One bad break and you’re out. We’ve seen it before with NRG and Dignitas, organizations with significant financial backing (NRG) or history (Dignitas). Both caught bad breaks in the promotion tournament after bad seasons and abandoned their League of Legends divisions rather than go down to the Challenger Series (Dignitas was resurrected by the Philadelphia 76ers this year).
So for a team like Liquid, one of the most visible NA LCS organizations since merging with Team Curse in January 2015, this tournament could very well determine the future. For an organization that recently received major funding from outside investors, that’s a whole lot of risk. Liquid brought in former CLG and TSM AD Carry Yiliang “Doublelift” Peng on a loan to try and save them from relegation, and there will be a tough fight ahead to get out of the tournament -- both Challenger teams feature multiple players with experience in top-flight domestic leagues.
For the Challenger teams — Gold Coin United and eUnited — a win means a spot in the NA LCS, one of the fastest-growing esports leagues in the world and the premier League of Legends competition in North America.
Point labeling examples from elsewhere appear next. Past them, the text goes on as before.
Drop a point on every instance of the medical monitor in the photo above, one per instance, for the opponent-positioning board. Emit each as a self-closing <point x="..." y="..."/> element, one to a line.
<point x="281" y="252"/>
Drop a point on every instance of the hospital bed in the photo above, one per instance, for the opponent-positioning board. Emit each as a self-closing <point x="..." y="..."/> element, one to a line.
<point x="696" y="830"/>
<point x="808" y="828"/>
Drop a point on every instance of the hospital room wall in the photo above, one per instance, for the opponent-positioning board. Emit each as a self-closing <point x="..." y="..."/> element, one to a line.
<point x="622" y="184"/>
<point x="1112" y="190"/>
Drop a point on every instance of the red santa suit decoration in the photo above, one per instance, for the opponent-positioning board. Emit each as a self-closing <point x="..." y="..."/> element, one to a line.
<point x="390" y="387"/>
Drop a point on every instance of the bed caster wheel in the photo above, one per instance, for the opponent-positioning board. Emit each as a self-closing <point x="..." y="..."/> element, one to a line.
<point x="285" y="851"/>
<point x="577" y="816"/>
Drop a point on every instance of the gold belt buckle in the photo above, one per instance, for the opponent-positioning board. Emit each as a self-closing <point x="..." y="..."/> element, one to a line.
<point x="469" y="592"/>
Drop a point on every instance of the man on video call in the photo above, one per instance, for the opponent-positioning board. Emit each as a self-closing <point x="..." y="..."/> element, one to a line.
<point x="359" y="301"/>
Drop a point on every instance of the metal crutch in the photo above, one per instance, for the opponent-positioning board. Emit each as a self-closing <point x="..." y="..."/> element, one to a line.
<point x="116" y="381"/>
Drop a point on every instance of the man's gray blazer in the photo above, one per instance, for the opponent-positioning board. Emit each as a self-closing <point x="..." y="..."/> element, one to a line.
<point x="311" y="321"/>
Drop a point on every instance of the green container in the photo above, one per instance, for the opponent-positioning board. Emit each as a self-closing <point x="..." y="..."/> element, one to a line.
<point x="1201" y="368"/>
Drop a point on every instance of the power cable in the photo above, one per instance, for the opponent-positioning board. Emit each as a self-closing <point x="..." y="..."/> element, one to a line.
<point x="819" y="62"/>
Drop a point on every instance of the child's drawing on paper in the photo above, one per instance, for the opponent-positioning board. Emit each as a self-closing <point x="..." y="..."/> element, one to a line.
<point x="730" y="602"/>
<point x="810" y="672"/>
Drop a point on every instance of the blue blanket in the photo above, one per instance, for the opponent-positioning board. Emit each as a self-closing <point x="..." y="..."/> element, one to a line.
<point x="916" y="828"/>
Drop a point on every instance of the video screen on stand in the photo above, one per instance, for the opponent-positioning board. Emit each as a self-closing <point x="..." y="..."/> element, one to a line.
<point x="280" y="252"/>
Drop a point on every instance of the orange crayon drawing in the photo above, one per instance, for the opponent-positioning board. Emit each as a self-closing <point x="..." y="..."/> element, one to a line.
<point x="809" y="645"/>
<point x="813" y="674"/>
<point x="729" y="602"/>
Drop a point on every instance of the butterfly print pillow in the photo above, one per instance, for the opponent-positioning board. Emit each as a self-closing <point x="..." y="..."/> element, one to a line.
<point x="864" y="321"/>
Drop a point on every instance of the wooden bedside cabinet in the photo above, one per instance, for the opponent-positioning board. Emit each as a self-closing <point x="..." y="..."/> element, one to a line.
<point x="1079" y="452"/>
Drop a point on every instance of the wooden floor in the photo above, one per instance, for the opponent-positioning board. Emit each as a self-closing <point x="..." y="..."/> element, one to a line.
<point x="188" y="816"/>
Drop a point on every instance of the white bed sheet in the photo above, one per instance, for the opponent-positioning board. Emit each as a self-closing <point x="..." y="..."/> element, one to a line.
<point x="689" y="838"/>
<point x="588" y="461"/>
In recent years, NA LCS spots have sold for seven-figure price tags, which speaks to how highly spots in the league are valued.
Even if spots aren’t for sale anymore, that high valuation shows how much is at stake in this weekend’s promotion tournament — millions, and the entire future of some organizations. That’s a whole lot more than what’s at stake during the finals in Vancouver, exciting as they will be. And hey -- after this promotion tournament is over, you’ll have plenty of time to focus your attention on the playoffs.